Goldsby Easement Helps Preserve Mississippi River

The bottomland hardwood forests of Mississippi are an important and valuable natural treasure for the nation. Over the last 20 years, much attention has been directed toward this region and the significant role it plays as a functionally vital part of our natural ecosystem. The acreage of hardwood forests in Mississippi declined steadily throughout the 1900s. The most dramatic and possibly the most environmentally significant losses have occurred since the 1950s.

Because of the local, regional and national importance of the state's hardwoods, non-profit wildlife and conservation organizations, as well as state and federal resource agencies, have focused much of their attention on restoration of these ecosystems. Initial conservation efforts included federal and state funding to purchase hardwood areas to be set aside as state wildlife management areas, federal refuges, and national forest lands. Though these acquisition efforts are important, they have a limited role in efforts to insure broad-based protection for these valuable ecosystems.

The Duck Lake Project exemplifies what can happen when business, government and conservation interests work together to protect the environment. The conservation easement is the project's cornerstone; it establishes the legal framework that outlines the future of Duck Lake. Tommy Goldsby puts it plainly, "The conservation easement provides for the needs of wildlife and industry in a way that the entire system, and the community, are better off than they were previously."

Approximately 95% of this tract of land is in bottomland hardwoods. Six miles of the western border of the 1,200 acre property borders the Mississippi River. In 2000 Thomas Goldsby, the landowner, learned about the conservation easement program of the Mississippi Land Trust. He agreed to donate a conservation easement to the Trust on his 1,200 acres.

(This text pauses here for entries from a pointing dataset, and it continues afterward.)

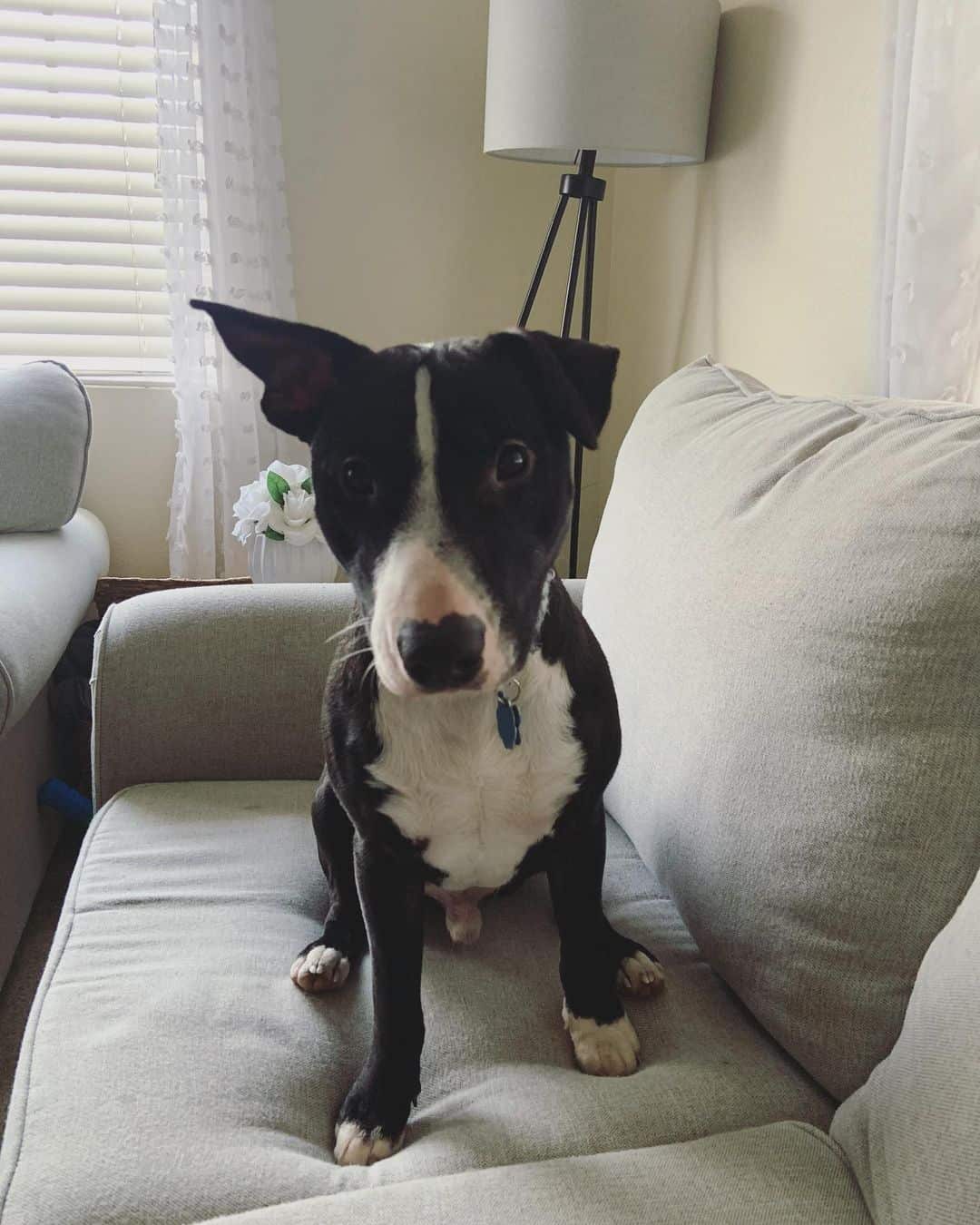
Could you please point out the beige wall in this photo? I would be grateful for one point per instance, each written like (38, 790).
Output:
(763, 256)
(403, 230)
(130, 471)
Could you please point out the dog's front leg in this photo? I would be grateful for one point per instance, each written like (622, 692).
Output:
(604, 1040)
(373, 1119)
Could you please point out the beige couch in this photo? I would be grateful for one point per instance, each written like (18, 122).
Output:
(787, 593)
(51, 555)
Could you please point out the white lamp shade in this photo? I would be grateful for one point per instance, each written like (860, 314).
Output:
(630, 79)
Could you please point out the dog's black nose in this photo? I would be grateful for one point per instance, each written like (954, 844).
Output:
(445, 654)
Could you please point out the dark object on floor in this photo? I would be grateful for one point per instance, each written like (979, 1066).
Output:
(28, 962)
(70, 804)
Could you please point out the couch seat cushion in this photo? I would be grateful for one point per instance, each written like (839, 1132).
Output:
(172, 1072)
(786, 1173)
(46, 582)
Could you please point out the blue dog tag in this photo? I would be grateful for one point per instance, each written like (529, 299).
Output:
(508, 721)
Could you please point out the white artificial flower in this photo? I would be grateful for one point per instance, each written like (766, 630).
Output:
(256, 510)
(250, 507)
(296, 533)
(294, 473)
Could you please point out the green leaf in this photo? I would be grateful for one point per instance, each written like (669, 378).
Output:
(277, 486)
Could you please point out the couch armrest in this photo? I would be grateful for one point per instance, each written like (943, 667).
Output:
(45, 424)
(216, 682)
(213, 682)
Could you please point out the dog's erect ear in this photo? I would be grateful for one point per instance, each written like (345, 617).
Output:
(573, 377)
(299, 364)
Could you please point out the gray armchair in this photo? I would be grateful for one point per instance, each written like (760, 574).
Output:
(51, 556)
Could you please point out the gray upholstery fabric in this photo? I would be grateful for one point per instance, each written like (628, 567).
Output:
(788, 594)
(245, 663)
(913, 1131)
(45, 424)
(46, 582)
(786, 1173)
(224, 653)
(172, 1072)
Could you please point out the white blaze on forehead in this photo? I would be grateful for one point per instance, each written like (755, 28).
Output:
(420, 576)
(426, 492)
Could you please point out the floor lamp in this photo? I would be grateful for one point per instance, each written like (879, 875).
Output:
(612, 83)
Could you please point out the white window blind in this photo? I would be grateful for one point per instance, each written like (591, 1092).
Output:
(81, 237)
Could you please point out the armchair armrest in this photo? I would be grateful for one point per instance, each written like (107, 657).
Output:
(216, 682)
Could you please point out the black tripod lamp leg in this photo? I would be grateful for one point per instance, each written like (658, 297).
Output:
(535, 280)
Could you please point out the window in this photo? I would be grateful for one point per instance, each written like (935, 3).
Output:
(81, 237)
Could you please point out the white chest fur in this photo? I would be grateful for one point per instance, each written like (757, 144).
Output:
(478, 805)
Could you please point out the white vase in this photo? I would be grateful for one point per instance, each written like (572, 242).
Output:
(275, 561)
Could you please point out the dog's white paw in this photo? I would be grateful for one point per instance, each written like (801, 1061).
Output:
(465, 924)
(641, 975)
(356, 1147)
(603, 1050)
(320, 969)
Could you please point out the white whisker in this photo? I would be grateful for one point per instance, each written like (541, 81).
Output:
(352, 654)
(361, 622)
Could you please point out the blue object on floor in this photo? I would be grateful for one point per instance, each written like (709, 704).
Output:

The easement restricts all commercial and industrial activity on the property, including the development of casinos, which are located less than one mile away. The easement allows the landowners to build in two designated sites on the property. In these areas Goldsby can add to his camp house, construct outbuildings, storage sheds, a wood shop, fences, parking and even a sauna. He can use the property for hunting, fishing and education.

The conservation easement allows Goldsby to have up to five percent of the property as forest openings. He can harvest trees selectively to improve the property's timber stand for both tree quality and wildlife.